Muslim Brotherhood won’t replicate its 2005 electoral gains, says minister

Heba Fahmy
6 Min Read

CAIRO: Minister of Legal Affairs & Parliamentary Councils Moufid Shehab stated that the Muslim Brotherhood doesn’t exist according to Egyptian laws, saying the “banned” group won’t replicate its successful run in the 2005 elections this year.

“That’s absurd,” Muslim Brotherhood MP Mohamed El Beltagi told Daily News Egypt. “The reality proves [Shehab] wrong.”

Al-Wafd MP Mohamed Moustafa Sherdy concurred. “The Brotherhood has existed on the political scene since the beginning of the 20th century and I don’t think the government’s wish will make them disappear,” he told Daily News Egypt.

According to state-run daily Al Gomhuria, Shehab also stated that any Muslim Brotherhood member who attempts to run in the upcoming parliamentary elections this November — under either the Muslim Brotherhood title or under one of its slogans — will have his candidacy rejected by the Supreme Electoral Commission.

Shehab said that the Muslim Brotherhood was able in the 2005 parliamentary elections because its members ran as independents.

“In order to run for Parliamentary elections, you have to run as a member of an official political party or as an independent candidate. The Muslim Brotherhood isn’t a political party, so we have to run as independents,” said El-Beltagi.

In 2005, the Muslim Brotherhood won 88 seats or almost 20 percent of the 445 seats, making it the biggest opposition bloc in parliament dominated by members of the ruling National Democratic Party.

“The people chose us in 2005 as members of the Muslim Brotherhood,” said El-Beltagi. “We campaigned as members of the Muslim Brotherhood and used the same slogans and principles, but officially we were considered independents by the Supreme Electoral Commission.”

The Administrative Court ruled in 2005 in favor of the Muslim Brotherhood candidates using their slogan “Islam is the Solution” when campaigning in the parliamentary elections.

This verdict cited Article 2 of the Egyptian constitution, which states that “Islam is the religion of the state.
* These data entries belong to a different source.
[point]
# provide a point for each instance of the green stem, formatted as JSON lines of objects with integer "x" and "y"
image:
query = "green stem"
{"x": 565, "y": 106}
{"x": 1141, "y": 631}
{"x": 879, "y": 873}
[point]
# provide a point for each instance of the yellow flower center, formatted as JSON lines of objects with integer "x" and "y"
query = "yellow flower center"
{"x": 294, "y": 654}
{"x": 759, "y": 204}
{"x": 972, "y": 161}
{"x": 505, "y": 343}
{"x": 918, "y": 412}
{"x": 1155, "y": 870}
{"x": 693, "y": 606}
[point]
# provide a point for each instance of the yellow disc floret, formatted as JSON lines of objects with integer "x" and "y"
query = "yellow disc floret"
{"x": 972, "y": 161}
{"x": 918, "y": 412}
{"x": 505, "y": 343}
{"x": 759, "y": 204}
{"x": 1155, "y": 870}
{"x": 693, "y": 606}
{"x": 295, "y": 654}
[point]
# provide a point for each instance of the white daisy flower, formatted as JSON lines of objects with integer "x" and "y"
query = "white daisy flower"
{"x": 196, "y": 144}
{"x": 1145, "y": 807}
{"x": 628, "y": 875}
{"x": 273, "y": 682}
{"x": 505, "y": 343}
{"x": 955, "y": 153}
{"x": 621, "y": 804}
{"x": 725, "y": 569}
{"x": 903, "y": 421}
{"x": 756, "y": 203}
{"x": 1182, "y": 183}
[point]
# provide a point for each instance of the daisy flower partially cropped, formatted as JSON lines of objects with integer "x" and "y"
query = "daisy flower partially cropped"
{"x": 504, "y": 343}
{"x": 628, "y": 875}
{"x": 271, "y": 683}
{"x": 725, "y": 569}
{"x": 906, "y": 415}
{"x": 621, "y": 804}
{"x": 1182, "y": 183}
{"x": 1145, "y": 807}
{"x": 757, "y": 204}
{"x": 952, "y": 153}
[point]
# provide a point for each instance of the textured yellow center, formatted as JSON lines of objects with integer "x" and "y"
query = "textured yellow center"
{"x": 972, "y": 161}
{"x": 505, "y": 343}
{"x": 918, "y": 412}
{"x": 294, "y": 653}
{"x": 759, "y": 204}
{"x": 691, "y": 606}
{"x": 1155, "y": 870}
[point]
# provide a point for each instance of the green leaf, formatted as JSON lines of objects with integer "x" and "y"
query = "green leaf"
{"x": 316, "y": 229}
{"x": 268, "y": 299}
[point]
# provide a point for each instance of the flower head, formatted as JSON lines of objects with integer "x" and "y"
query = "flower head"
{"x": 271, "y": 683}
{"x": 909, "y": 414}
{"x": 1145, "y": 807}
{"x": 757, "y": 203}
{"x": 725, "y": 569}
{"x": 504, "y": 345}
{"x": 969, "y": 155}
Arabic is its official language, and the principal source of legislation is Islamic Jurisprudence (Sharia).”

“The opposition groups — including the Muslim Brotherhood — aren’t waiting for a non-democratic government to give them legitimacy,” Karima El-Hefnawy, a member of the National Association for Change and the Kefaya Movement for Change, told Daily News Egypt. “The NDP is the illegitimate party … the Muslim Brotherhood is legitimate.”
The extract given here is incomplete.